That is exactly how search engines work, ideally: They find you what you're looking for, uncontaminated by what you're not looking for.
I'm well aware that they're not perfect, but if you're searching for cupcake recipes, that you don't get dropped off at Stormfront isn't 'curation', it's just properly executing a search. "Curation" is not finding you Stormfront even if you're looking for Stormfront. It's not finding sites naming Eric Ciaramella if somebody searches for "Who is the Ukraine call whistleblower?"
"As for social media, I’ve already explained it to you many times: nobody wants a website overrun with Nazis, trolls, and Nazi trolls. And spam, of course."
Trump wasn't kicked off Twitter and Facebook because nobody wanted to follow him there. He was kicked off Twitter and Facebook because too many people wanted to follow him there. He was wildly popular and Zuckerberg didn't like it.
FB and Twitter can't be "overrun" with people you don't like, except in the sense the telephone network is, because you don't have to freaking follow somebody if you don't want. You don't end up exposed to David Duke or whoever unless you want to be.

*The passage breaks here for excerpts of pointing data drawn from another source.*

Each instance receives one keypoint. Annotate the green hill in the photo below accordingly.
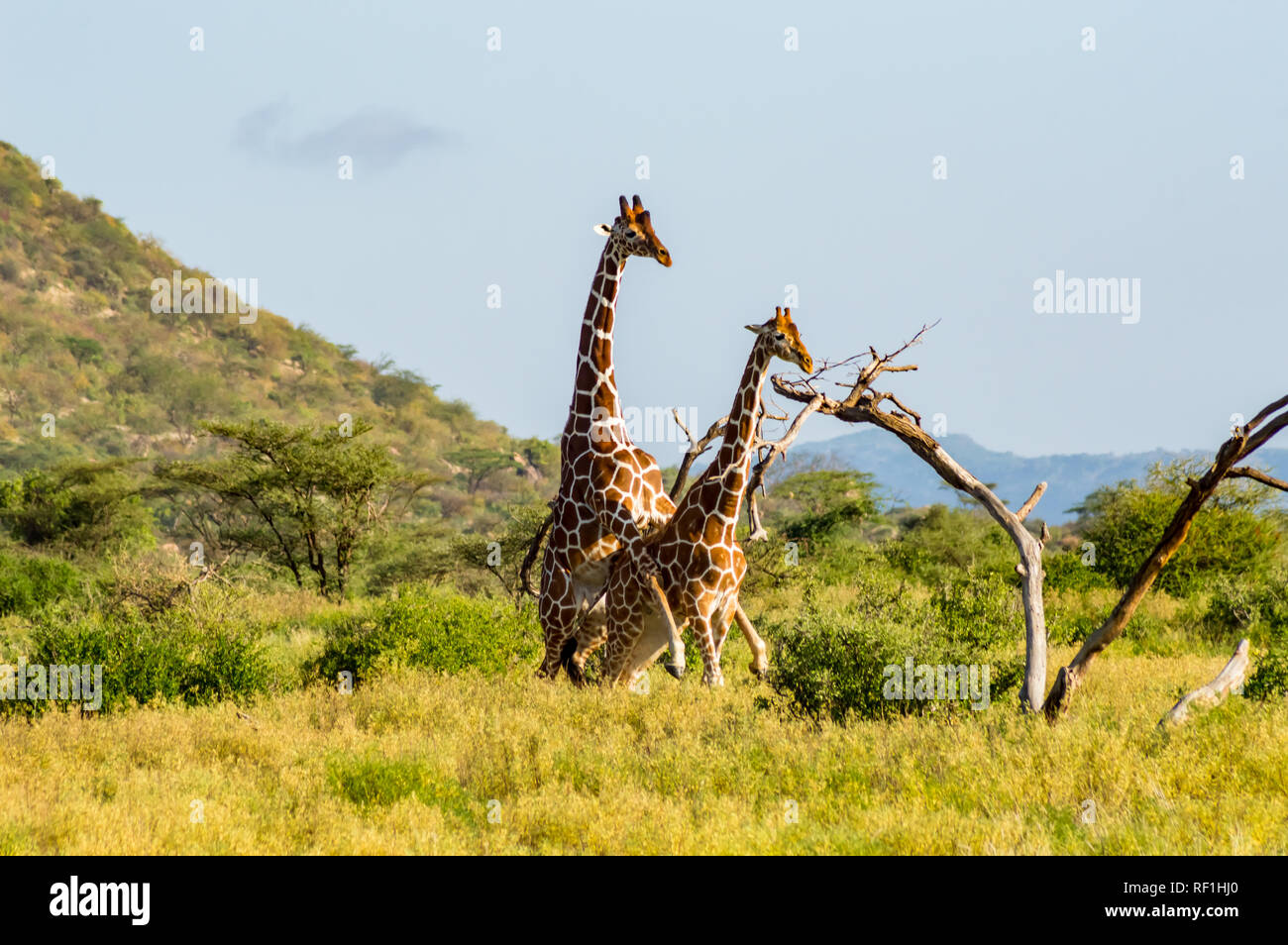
(90, 372)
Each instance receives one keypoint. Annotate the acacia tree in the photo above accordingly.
(295, 496)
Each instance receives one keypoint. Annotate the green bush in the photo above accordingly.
(1065, 571)
(832, 662)
(1248, 608)
(1231, 536)
(436, 630)
(1269, 680)
(171, 658)
(29, 582)
(940, 544)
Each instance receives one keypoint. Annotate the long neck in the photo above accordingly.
(732, 461)
(595, 390)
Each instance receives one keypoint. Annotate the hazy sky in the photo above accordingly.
(767, 167)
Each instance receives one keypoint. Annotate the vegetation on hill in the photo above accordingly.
(89, 372)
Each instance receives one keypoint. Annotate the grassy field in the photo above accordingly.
(433, 764)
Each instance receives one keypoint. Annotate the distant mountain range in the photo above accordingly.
(1070, 477)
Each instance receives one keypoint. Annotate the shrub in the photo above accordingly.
(29, 582)
(1270, 678)
(1253, 608)
(1229, 537)
(172, 658)
(1065, 571)
(436, 630)
(833, 662)
(940, 544)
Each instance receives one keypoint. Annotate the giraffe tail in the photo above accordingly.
(566, 658)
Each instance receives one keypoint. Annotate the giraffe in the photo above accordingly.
(697, 551)
(609, 489)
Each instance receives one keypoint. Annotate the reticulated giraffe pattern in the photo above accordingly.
(697, 551)
(609, 489)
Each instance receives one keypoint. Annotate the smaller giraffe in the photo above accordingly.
(697, 551)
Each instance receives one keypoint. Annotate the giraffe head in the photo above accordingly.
(784, 340)
(632, 231)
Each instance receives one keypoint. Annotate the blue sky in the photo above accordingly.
(767, 167)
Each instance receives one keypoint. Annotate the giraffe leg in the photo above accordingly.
(711, 675)
(558, 612)
(759, 660)
(590, 636)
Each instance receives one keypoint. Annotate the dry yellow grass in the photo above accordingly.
(411, 765)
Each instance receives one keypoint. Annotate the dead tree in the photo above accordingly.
(863, 404)
(1229, 680)
(1243, 442)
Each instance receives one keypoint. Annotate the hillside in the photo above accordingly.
(78, 340)
(1070, 477)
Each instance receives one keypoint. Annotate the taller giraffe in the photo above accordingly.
(700, 562)
(609, 489)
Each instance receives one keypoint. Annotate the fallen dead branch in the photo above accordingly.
(1243, 442)
(1229, 680)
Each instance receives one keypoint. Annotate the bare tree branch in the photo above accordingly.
(863, 406)
(697, 447)
(1240, 445)
(1229, 680)
(1263, 477)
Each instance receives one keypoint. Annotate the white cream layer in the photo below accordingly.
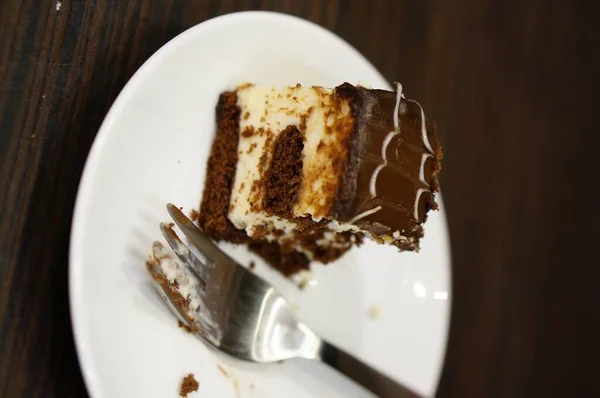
(273, 109)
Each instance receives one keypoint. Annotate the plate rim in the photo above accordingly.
(85, 361)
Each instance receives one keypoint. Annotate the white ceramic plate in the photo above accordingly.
(389, 309)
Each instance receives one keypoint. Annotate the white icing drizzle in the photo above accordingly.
(423, 129)
(372, 188)
(419, 193)
(397, 107)
(364, 214)
(422, 168)
(387, 140)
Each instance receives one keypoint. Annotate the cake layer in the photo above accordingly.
(270, 116)
(300, 174)
(359, 159)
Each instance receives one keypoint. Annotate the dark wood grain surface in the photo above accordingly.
(512, 85)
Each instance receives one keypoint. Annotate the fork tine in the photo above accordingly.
(197, 238)
(188, 258)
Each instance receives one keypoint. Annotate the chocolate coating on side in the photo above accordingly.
(398, 184)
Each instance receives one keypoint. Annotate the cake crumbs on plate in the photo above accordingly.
(223, 371)
(189, 384)
(184, 326)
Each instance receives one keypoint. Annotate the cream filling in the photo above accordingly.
(271, 110)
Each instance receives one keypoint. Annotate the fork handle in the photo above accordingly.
(363, 374)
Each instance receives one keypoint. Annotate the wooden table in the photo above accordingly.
(510, 84)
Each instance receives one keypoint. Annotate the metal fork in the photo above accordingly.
(245, 317)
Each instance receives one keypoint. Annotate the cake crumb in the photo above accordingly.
(184, 326)
(194, 215)
(305, 278)
(188, 385)
(375, 311)
(223, 371)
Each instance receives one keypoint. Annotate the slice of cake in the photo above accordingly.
(301, 174)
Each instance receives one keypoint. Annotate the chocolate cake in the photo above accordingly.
(302, 174)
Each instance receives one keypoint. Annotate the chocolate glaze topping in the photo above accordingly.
(392, 167)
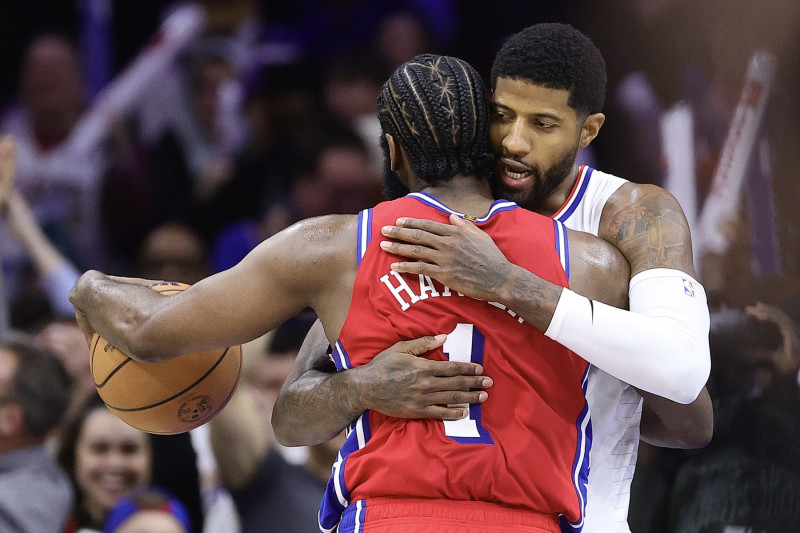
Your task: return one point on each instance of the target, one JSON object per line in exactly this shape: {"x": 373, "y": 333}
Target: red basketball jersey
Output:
{"x": 527, "y": 445}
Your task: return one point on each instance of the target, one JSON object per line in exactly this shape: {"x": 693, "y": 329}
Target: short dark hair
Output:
{"x": 41, "y": 384}
{"x": 437, "y": 108}
{"x": 556, "y": 56}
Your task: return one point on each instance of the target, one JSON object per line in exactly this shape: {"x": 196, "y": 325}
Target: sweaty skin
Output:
{"x": 400, "y": 383}
{"x": 643, "y": 222}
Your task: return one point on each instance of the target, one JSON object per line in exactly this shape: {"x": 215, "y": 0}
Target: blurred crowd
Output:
{"x": 206, "y": 127}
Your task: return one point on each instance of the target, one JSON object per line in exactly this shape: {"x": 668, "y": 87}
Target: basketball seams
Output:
{"x": 184, "y": 391}
{"x": 206, "y": 382}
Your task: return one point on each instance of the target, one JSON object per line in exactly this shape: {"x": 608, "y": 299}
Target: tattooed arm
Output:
{"x": 648, "y": 226}
{"x": 316, "y": 402}
{"x": 660, "y": 347}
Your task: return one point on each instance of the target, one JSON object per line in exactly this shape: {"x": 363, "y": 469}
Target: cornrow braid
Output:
{"x": 436, "y": 107}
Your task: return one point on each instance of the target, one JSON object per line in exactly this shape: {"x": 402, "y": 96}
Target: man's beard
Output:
{"x": 543, "y": 184}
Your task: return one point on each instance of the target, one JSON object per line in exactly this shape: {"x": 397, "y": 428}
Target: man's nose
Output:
{"x": 515, "y": 140}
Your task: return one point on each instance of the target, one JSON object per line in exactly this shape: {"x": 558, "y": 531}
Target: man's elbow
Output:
{"x": 688, "y": 379}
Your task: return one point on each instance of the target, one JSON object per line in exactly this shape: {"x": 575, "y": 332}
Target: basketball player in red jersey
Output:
{"x": 473, "y": 474}
{"x": 548, "y": 87}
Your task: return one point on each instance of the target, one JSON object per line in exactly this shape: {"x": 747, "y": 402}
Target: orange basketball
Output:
{"x": 170, "y": 397}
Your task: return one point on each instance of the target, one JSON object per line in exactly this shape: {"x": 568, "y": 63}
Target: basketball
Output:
{"x": 169, "y": 397}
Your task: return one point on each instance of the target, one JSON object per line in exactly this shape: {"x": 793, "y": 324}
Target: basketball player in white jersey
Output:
{"x": 548, "y": 86}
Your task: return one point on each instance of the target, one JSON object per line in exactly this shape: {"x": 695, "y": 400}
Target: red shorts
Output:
{"x": 409, "y": 515}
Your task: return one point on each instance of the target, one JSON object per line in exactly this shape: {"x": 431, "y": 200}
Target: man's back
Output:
{"x": 535, "y": 414}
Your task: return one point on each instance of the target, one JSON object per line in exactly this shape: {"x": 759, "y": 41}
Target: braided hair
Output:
{"x": 437, "y": 108}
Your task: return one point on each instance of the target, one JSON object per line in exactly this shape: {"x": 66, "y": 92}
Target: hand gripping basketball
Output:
{"x": 169, "y": 397}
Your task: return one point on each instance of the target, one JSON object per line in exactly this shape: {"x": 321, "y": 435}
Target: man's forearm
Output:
{"x": 673, "y": 425}
{"x": 316, "y": 408}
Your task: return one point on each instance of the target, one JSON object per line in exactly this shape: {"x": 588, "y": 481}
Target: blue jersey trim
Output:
{"x": 576, "y": 199}
{"x": 364, "y": 234}
{"x": 496, "y": 207}
{"x": 562, "y": 245}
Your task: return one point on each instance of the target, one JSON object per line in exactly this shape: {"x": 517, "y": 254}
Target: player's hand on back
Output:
{"x": 401, "y": 383}
{"x": 459, "y": 255}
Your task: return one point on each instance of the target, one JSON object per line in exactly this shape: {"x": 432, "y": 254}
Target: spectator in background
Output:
{"x": 401, "y": 36}
{"x": 338, "y": 177}
{"x": 105, "y": 459}
{"x": 148, "y": 510}
{"x": 351, "y": 82}
{"x": 61, "y": 165}
{"x": 749, "y": 476}
{"x": 173, "y": 251}
{"x": 194, "y": 154}
{"x": 282, "y": 113}
{"x": 35, "y": 494}
{"x": 265, "y": 479}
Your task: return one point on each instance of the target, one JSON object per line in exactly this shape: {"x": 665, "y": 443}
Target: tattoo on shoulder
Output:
{"x": 651, "y": 233}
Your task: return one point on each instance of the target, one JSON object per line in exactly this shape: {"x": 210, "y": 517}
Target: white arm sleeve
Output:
{"x": 659, "y": 346}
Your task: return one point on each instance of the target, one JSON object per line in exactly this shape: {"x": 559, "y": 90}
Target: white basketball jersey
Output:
{"x": 615, "y": 407}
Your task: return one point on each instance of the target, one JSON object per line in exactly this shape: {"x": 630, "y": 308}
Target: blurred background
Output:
{"x": 167, "y": 139}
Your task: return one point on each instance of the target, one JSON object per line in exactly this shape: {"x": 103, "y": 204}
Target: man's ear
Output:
{"x": 591, "y": 127}
{"x": 12, "y": 419}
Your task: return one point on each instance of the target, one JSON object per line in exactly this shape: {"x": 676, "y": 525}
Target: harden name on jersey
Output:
{"x": 406, "y": 296}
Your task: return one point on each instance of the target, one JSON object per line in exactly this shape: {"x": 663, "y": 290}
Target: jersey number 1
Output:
{"x": 465, "y": 344}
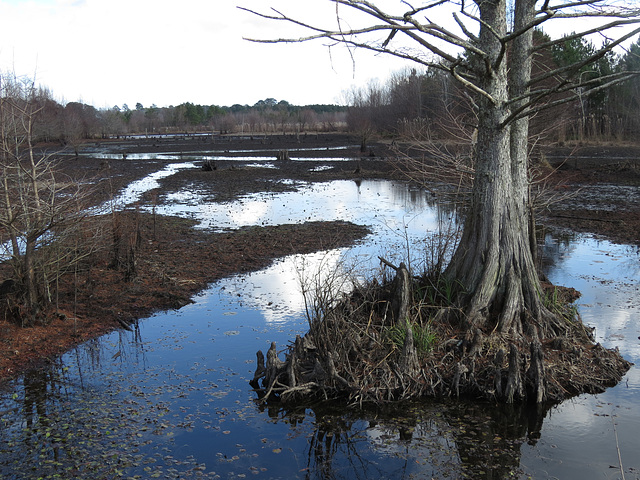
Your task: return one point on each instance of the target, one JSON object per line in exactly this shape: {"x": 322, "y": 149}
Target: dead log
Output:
{"x": 274, "y": 367}
{"x": 535, "y": 374}
{"x": 498, "y": 360}
{"x": 514, "y": 390}
{"x": 461, "y": 370}
{"x": 260, "y": 370}
{"x": 409, "y": 363}
{"x": 401, "y": 294}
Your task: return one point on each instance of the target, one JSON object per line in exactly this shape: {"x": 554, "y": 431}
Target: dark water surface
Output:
{"x": 172, "y": 399}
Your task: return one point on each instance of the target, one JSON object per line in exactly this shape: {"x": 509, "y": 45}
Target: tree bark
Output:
{"x": 494, "y": 263}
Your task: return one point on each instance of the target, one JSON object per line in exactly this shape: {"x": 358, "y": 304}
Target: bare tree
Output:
{"x": 40, "y": 213}
{"x": 487, "y": 46}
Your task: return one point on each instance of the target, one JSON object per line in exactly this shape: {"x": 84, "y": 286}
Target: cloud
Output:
{"x": 167, "y": 52}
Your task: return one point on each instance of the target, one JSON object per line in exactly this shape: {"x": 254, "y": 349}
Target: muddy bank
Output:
{"x": 595, "y": 191}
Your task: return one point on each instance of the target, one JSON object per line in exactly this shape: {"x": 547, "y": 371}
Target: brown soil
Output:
{"x": 175, "y": 261}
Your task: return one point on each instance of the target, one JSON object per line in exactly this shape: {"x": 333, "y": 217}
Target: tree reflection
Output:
{"x": 423, "y": 440}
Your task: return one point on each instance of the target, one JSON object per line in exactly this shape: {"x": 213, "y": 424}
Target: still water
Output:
{"x": 172, "y": 399}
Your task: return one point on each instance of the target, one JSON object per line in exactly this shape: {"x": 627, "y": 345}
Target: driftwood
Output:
{"x": 350, "y": 354}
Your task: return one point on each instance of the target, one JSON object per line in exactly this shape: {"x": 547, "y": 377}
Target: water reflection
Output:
{"x": 171, "y": 398}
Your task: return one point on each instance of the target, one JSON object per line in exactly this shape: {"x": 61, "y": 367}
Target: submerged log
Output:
{"x": 514, "y": 388}
{"x": 535, "y": 373}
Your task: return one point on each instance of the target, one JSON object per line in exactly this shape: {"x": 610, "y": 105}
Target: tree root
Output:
{"x": 351, "y": 354}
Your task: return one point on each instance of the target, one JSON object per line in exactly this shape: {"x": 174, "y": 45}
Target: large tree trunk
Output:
{"x": 493, "y": 264}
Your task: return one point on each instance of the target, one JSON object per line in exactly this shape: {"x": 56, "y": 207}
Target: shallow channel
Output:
{"x": 172, "y": 399}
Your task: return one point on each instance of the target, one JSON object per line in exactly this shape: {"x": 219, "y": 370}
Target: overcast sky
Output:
{"x": 166, "y": 52}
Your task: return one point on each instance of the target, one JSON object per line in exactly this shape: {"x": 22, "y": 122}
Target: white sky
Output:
{"x": 166, "y": 52}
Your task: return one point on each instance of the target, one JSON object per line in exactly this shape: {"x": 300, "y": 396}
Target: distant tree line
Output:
{"x": 431, "y": 103}
{"x": 75, "y": 122}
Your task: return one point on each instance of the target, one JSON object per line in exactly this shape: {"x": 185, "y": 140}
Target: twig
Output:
{"x": 615, "y": 432}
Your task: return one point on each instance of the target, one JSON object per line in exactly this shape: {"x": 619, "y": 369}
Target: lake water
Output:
{"x": 172, "y": 399}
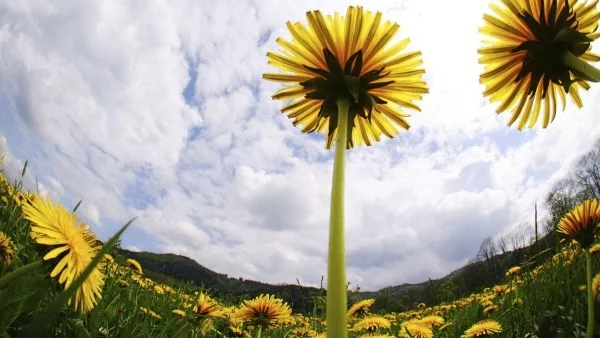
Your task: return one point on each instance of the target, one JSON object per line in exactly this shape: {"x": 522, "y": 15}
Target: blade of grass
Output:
{"x": 38, "y": 324}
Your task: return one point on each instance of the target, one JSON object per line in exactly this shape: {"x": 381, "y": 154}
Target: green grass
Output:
{"x": 552, "y": 304}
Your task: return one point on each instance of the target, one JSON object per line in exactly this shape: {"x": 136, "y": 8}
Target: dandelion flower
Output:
{"x": 179, "y": 313}
{"x": 372, "y": 323}
{"x": 207, "y": 307}
{"x": 360, "y": 307}
{"x": 524, "y": 56}
{"x": 135, "y": 265}
{"x": 54, "y": 226}
{"x": 412, "y": 329}
{"x": 8, "y": 251}
{"x": 482, "y": 329}
{"x": 264, "y": 311}
{"x": 513, "y": 271}
{"x": 348, "y": 58}
{"x": 581, "y": 222}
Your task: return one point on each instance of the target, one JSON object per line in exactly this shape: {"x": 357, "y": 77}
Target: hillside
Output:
{"x": 171, "y": 268}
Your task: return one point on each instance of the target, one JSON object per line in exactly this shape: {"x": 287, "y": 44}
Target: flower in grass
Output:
{"x": 490, "y": 309}
{"x": 581, "y": 223}
{"x": 8, "y": 251}
{"x": 207, "y": 307}
{"x": 179, "y": 313}
{"x": 484, "y": 328}
{"x": 53, "y": 225}
{"x": 413, "y": 329}
{"x": 348, "y": 58}
{"x": 360, "y": 307}
{"x": 513, "y": 271}
{"x": 432, "y": 320}
{"x": 303, "y": 332}
{"x": 264, "y": 310}
{"x": 135, "y": 265}
{"x": 445, "y": 326}
{"x": 596, "y": 286}
{"x": 524, "y": 69}
{"x": 372, "y": 323}
{"x": 150, "y": 313}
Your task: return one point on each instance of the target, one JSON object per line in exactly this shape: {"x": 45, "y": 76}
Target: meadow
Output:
{"x": 541, "y": 298}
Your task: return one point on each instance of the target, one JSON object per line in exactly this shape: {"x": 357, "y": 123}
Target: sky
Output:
{"x": 157, "y": 110}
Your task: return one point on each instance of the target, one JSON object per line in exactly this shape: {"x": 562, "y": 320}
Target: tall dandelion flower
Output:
{"x": 207, "y": 307}
{"x": 360, "y": 307}
{"x": 347, "y": 81}
{"x": 263, "y": 311}
{"x": 8, "y": 251}
{"x": 581, "y": 224}
{"x": 535, "y": 53}
{"x": 412, "y": 329}
{"x": 53, "y": 225}
{"x": 135, "y": 265}
{"x": 483, "y": 328}
{"x": 372, "y": 323}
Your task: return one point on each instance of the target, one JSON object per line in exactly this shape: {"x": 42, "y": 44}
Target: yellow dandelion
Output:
{"x": 581, "y": 223}
{"x": 207, "y": 307}
{"x": 8, "y": 251}
{"x": 524, "y": 56}
{"x": 483, "y": 328}
{"x": 445, "y": 326}
{"x": 490, "y": 309}
{"x": 513, "y": 271}
{"x": 360, "y": 307}
{"x": 264, "y": 311}
{"x": 135, "y": 265}
{"x": 348, "y": 59}
{"x": 179, "y": 313}
{"x": 53, "y": 225}
{"x": 596, "y": 286}
{"x": 415, "y": 330}
{"x": 432, "y": 320}
{"x": 150, "y": 313}
{"x": 372, "y": 323}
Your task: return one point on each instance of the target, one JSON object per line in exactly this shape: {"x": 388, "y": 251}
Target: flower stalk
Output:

And if you're upset because a communications utility can be used by people you don't like, even though you don't have to encounter them unless you want?
You're the problem here.
"He was kicked off Twitter and Facebook because too many people wanted to follow him there. He was wildly popular and Zuckerberg didn’t like it."
Nobody's going to buy your gaslighting, Brett.
Trump was booted for violating the polices of those sites.
Repeatedly, deliberately, and unabashedly.
In fact, he was given extreme leeway that none of the rest of us would have received because he was President at the time.
Give me a break! The rules of those sites are so vague and malleable that they barely amount to more than, "Don't annoy us."
A couple years back, just for yucks, I went to the trouble of finding an Antifa page on FB where they were openly discussing plans to assault people, and reported it. It took a week, and they got back to me to say that they hadn't found anything objectionable. In a post that was literally discussing plans to physically assault people!
Guess what Brett:
You'll find that sort of inconsistency everywhere. I've reported things on various sites that were unambiguously against the ToS with no effect. That's how it goes.
Trump violated the policies without any doubt. You cannot possibly look at the ToS for Twitter (for instance) and look at Trump's tweets, and tell me that he didn't run afoul hundreds of times for the harassment and insults he spewed.
Of course he did! The TOS are such that they're basically impossible to not violate if you say anything political, or even the slightest bit controversial.
Note that, until last Friday, the leader of the Taliban still had HIS Twitter account. Think HE wasn't violating the ToS?
Brett, you sound histrionic ninny.
Note how you just changed what you originally said, which was "search engines, functioning properly, only show you what you’re asking to see." What you're looking for and what you're asking to see aren't the same thing. The whole reason Google beat out other search engines in the marketplace is because it had a better algorithm to curate search results so that people could be shown what would actually be useful to them rather than just mindlessly spitting out searches based on pattern matching.
That's not how social media sites work. You seem to be confusing them with some sort of private bulletin boards where one has to subscribe to a particular set of content to see it. Of course a user can follow/friend someone, but that's not all that users see.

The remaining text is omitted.